The second, offers a collaborative approach to course delivery between universities and, says Brown, is driven by experts in the field, not by publicity.

MOOCs are not an entirely new phenomenon and may have had their earliest beginnings with MIT starting to publish its course content online in 2002 (now MIT Open Course Ware). The term itself was coined in 2008, but it wasn’t until 2011 when Stanford University launched Coursera and Udacity that MOOC became the buzzword of the university world.

However, the popularity of MOOCs amongst learners is relative, says Brown.

“Ask how many people have heard of MOOCs and a lot of hands will go up. Ask how many have enrolled in the MOOC and there will be a few hands that go up. But ask how many people have actually completed a MOOC and there will probably be only one or two hands,” he says.

This means there is a huge cost to universities in providing a course if 90% of the students do not complete it.

The technology used to deliver MOOCs and engage learners varies. Some MOOCs simply involve watching online lectures and completing a multi choice test, while others offer short, snappy lectures and use online collaboration tools, like Moodle and Adobe Connect, to encourage interaction amongst learners.
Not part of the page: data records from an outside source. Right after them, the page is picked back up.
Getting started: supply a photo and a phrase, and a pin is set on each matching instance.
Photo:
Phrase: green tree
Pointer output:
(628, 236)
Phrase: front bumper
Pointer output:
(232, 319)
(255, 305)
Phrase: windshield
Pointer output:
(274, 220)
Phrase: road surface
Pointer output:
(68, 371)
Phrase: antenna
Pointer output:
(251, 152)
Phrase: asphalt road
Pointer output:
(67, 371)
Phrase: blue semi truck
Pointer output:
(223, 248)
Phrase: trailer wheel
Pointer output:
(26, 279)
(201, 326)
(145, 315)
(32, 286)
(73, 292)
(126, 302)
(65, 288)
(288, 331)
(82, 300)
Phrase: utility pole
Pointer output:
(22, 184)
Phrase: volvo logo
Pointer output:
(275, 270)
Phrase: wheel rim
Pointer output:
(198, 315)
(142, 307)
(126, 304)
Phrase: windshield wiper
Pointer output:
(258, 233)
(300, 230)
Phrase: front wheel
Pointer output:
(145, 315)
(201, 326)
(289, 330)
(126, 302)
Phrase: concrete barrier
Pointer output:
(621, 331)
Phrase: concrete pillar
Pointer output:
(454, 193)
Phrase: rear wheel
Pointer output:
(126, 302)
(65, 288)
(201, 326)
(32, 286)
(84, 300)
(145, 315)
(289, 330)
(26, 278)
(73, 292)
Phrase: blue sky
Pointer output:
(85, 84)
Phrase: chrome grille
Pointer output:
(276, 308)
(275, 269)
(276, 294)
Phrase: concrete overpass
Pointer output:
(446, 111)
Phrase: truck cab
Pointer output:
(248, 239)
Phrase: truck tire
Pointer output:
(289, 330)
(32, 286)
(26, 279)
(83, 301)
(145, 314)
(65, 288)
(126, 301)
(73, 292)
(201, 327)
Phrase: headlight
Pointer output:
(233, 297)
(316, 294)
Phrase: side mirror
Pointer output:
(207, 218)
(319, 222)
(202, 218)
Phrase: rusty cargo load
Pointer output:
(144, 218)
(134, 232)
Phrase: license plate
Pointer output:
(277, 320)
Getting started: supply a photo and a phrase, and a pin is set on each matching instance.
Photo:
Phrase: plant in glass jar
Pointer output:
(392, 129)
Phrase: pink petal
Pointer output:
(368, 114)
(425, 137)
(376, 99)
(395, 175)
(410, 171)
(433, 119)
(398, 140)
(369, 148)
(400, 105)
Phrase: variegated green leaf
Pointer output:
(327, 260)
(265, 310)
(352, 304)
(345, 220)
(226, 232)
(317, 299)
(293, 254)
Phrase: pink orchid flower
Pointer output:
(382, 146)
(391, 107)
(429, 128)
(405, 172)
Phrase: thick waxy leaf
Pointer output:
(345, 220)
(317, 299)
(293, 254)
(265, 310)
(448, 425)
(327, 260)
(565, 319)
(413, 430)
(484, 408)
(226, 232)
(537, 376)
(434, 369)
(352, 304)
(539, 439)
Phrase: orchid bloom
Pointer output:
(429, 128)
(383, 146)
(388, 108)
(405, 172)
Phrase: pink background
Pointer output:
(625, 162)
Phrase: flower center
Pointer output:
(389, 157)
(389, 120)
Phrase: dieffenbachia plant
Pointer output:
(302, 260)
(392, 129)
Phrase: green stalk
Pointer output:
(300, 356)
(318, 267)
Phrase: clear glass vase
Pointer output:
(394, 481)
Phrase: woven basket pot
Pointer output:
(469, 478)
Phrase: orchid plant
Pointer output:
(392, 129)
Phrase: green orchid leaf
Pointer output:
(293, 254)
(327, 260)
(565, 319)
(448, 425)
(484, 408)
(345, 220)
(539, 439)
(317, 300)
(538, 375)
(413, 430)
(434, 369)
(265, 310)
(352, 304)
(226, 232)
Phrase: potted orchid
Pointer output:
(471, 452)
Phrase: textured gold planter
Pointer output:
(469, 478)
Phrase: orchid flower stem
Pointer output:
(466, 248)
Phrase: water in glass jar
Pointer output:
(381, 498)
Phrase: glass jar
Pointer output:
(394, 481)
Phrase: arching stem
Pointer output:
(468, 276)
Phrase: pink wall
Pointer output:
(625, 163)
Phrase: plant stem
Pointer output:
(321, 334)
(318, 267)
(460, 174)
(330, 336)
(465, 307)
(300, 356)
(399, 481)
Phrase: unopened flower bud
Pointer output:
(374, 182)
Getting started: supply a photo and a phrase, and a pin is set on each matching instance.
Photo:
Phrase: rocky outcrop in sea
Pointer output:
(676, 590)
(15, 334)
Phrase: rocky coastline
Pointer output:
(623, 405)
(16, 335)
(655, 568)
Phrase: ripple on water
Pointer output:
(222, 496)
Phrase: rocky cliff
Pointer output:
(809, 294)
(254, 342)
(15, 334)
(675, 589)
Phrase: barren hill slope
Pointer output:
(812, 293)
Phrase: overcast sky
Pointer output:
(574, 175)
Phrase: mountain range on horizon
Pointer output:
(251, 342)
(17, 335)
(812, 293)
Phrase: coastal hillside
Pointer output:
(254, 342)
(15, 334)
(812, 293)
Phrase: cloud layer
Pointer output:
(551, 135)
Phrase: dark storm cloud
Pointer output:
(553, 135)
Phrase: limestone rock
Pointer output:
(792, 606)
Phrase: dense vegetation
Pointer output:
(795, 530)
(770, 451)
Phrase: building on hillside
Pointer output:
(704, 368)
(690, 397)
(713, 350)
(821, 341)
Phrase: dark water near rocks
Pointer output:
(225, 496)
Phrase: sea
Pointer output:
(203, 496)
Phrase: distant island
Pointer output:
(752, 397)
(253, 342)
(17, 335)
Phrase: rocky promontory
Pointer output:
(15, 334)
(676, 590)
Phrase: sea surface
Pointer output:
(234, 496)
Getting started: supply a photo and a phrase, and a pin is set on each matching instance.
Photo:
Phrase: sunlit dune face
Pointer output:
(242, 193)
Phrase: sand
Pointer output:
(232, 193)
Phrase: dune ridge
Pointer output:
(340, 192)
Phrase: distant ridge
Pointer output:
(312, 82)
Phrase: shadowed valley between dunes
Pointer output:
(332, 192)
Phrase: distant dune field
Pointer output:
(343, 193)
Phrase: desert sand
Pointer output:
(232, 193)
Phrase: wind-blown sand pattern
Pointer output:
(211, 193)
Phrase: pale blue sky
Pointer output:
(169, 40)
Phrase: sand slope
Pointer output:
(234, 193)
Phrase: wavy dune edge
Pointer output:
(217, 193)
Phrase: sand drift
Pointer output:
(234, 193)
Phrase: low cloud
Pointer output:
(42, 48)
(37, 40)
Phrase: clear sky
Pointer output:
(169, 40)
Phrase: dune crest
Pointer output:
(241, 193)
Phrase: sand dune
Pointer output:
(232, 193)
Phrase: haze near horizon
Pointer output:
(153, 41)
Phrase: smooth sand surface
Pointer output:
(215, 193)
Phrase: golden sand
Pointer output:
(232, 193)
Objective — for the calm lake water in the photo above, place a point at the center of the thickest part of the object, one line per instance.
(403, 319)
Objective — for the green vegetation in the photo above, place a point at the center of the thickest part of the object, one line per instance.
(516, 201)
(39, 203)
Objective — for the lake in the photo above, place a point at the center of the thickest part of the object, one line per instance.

“Pumping large volumes of video over the net is hardly contemporary,” says Brown. “Too often we are using 21st Century technology to deliver 1960s-style education. To attract learners to MOOCs, significant changes will need to occur in the way universities deliver lectures online.”

Universities also need to look at the value of the content they provide.

“Whether the content is available on the internet or through a MOOC, generally learners can get the information imparted from other sources,” he says. Universities are not content gatekeepers so if the content is freely available from other sources, they need to consider what it means for the institute and what it offers learners?”

Massey University is itself working on something in the online open course space.

“Extending access to education is something that is deep within Massey University’s DNA. It has offered distance learning for more than 50 years and, with part of its mission to take New Zealand to the world, it now has the technology to achieve that,” says Brown.

“Massey University will be making an announcement in the next few weeks about how it intends to take advantage of the MOOC movement to more widely share its world class expertise.”